Convergent Grammar (CVG) is a framework for linguistic analysis, under development at the Ohio State University and INRIA-Lorraine, which traces its origins to Extended Montague Grammar (EMG, the categorial grammar (CG) and phrase structure grammar (PSG) of the 1970s and early 1980s). CVG has a parallel architecture which combines the pure derivationality of recent categorial frameworks (especially ACG) with the weak syntactocentrism of HPSG.

Parallel means that candidate phonological, syntactic, and semantic derivations are generated by independent components of the grammar. This distinguishes CVG (and ACG and HPSG) from the cascaded architecture of TG, where semantics and phonology (or the components LF and PF which respectively determine them) are fed by, or transformationally derived from, syntax.

Each component has its own logic, in the format of sequent-style natural deduction (ND) with (Curry-Howard) proof terms. Pure derivationality means that linguistic derivations are proofs, or, more precisely, typing judgments for proof terms. They are not trees in the sense of structures whose geometric configurations are linguistically significant.

Thus derivations do not consist of sequences of structural operations (such as merging, copying, deleting, or moving) on arboreal representations.
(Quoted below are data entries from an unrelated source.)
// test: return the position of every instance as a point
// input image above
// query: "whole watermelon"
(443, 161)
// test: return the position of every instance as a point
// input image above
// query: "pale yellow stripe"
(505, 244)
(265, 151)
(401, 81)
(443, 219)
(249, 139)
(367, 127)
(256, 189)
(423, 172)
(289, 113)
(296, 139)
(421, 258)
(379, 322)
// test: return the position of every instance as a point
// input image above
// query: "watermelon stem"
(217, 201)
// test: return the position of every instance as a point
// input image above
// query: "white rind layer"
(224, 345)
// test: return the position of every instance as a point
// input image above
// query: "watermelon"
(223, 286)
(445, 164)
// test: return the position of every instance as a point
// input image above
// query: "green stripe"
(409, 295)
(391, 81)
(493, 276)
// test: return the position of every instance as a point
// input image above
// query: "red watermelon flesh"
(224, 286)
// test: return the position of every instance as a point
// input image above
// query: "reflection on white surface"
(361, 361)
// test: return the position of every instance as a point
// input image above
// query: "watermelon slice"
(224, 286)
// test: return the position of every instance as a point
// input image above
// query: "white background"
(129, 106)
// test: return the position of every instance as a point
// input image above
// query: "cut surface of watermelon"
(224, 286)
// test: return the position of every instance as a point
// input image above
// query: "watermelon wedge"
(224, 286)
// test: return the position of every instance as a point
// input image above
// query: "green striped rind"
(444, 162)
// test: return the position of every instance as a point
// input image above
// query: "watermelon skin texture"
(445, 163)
The syntax-semantics interface recursively specifies which pairs of a syntactic derivation with a semantic one belong to the language in question.
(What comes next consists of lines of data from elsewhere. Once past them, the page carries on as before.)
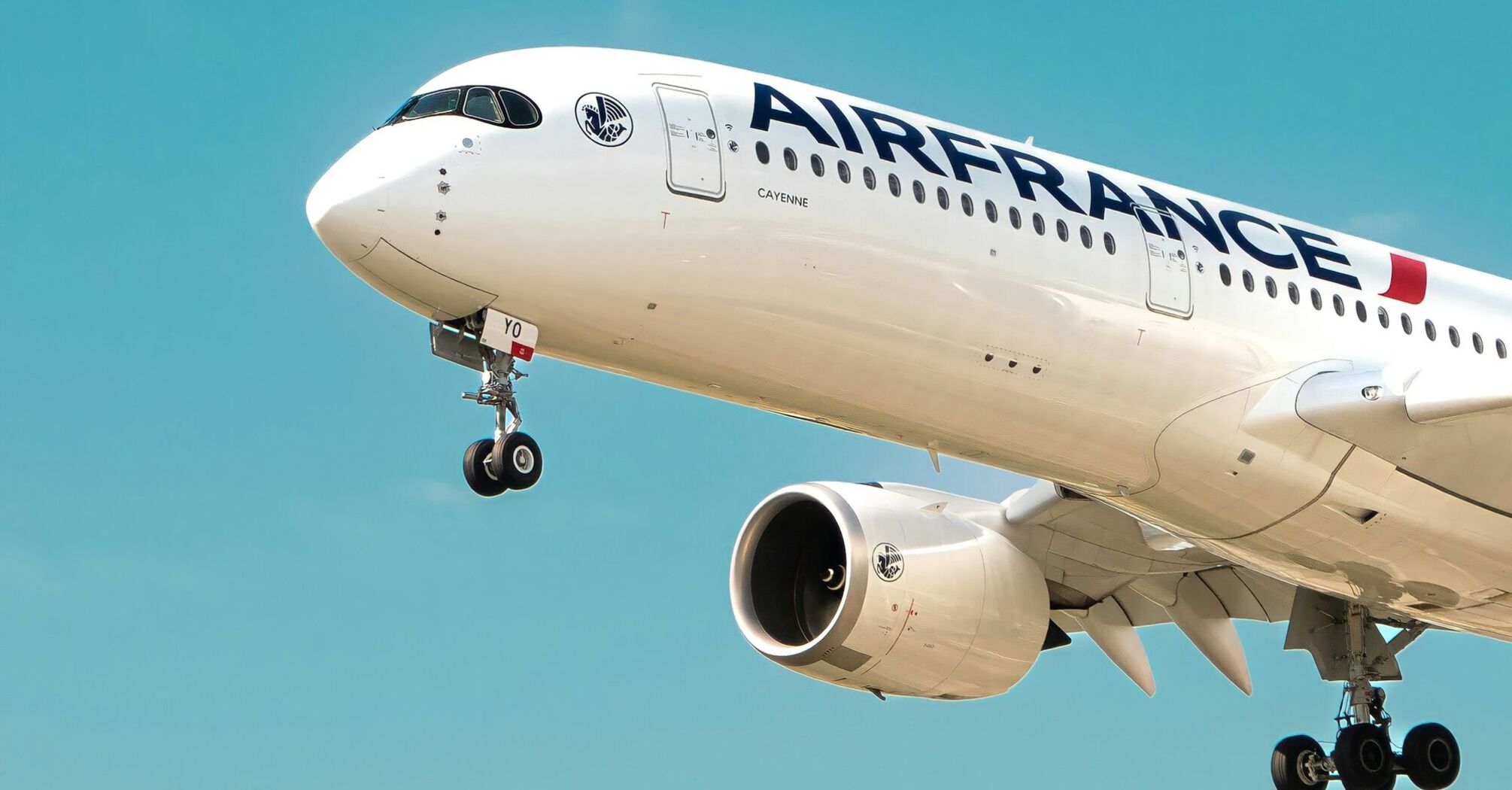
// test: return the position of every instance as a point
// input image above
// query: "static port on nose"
(347, 211)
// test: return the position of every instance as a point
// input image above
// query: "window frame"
(462, 103)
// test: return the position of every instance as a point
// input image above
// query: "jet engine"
(885, 591)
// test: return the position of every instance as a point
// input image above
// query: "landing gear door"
(693, 143)
(1169, 266)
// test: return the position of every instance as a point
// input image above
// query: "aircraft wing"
(1110, 574)
(1447, 426)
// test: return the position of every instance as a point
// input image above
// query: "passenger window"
(481, 105)
(434, 103)
(521, 111)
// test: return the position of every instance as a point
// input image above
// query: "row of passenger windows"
(1362, 312)
(943, 196)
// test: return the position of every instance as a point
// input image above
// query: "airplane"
(1230, 414)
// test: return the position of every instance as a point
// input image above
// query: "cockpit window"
(480, 105)
(487, 103)
(433, 105)
(521, 111)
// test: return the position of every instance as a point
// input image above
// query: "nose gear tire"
(522, 460)
(477, 469)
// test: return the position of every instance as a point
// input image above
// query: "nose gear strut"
(510, 459)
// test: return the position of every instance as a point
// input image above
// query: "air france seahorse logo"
(886, 561)
(603, 118)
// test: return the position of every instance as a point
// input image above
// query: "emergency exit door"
(694, 164)
(1169, 266)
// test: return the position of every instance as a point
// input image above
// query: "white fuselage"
(1134, 375)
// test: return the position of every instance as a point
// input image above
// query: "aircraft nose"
(347, 209)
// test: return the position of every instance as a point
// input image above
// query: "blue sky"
(235, 550)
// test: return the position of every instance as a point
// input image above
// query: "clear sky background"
(235, 544)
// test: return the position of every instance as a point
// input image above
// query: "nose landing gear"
(510, 460)
(1346, 645)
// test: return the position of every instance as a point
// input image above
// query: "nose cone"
(347, 209)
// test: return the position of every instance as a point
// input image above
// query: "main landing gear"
(1363, 757)
(510, 459)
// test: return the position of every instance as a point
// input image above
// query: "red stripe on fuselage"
(1408, 281)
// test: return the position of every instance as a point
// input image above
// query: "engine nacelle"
(876, 589)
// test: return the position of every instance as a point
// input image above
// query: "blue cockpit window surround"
(519, 109)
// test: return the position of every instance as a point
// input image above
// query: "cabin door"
(693, 143)
(1169, 266)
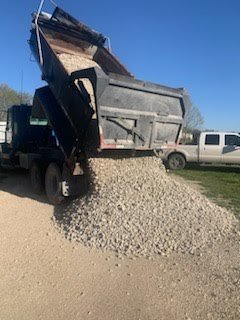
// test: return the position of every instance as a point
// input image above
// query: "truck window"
(232, 140)
(212, 139)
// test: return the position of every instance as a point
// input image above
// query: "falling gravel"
(76, 62)
(135, 209)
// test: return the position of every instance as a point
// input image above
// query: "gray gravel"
(134, 208)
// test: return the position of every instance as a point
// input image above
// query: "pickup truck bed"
(213, 147)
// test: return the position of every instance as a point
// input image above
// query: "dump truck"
(91, 104)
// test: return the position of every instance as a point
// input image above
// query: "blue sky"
(187, 43)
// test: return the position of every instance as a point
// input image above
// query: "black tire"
(176, 161)
(53, 184)
(36, 177)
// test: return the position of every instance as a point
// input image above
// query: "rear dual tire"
(176, 161)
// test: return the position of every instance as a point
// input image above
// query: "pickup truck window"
(212, 139)
(232, 140)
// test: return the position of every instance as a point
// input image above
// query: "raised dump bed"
(96, 94)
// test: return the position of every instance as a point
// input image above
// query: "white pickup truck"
(212, 148)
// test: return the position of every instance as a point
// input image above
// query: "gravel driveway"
(45, 276)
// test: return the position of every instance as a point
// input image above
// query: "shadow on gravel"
(17, 182)
(235, 169)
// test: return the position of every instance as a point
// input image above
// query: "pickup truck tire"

The syntax-phonology interface recursively specifies which pairs of a syntactic derivation and a phonological one belong to the language in question.

Thus CVG's architecture is syntactocentric (there is no direct relation between phonology and semantics), but only weakly so (the relations defined by the interfaces are not functions).

The syntactic proof terms bear an uncanny resemblance to mid-1970s transformational grammar (TG) representations: labelled bracketings with syntactic variables (traces) bound by (often inaudible) operators. But unlike TG, there is no movement (of binding operators, or of anything else).

The semantic proof terms are reminiscent of TG logical forms (LFs), but differ from LFs in the following respects:

  1. They are completely formalized (as proof terms of a logic called RC).
  2. They are not in any sense derived from syntax.
  3. They are not in any sense "after syntax"; rather, the syntactic and semantic (and phonological) components of a linguistic expression are constructed in parallel.
  4. There are simple and fully explicit transforms of RC into both standard and hyperintensional versions of possible-worlds semantics.

The semantic logic RC is similar to lambda calculus, but instead of the usual hypothetical proof schema, it has a schema that generalizes the semantics of Gazdar's's linking rules for unbounded dependencies.

In addition, it has two schemata corresponding to introduction and elimination rules for Moortgat's q-connective, but unlike TLG, this is in the semantic logic, not the syntactic one. These schemata are straightforward ND embodiments of Cooper storage and retrieval respectively.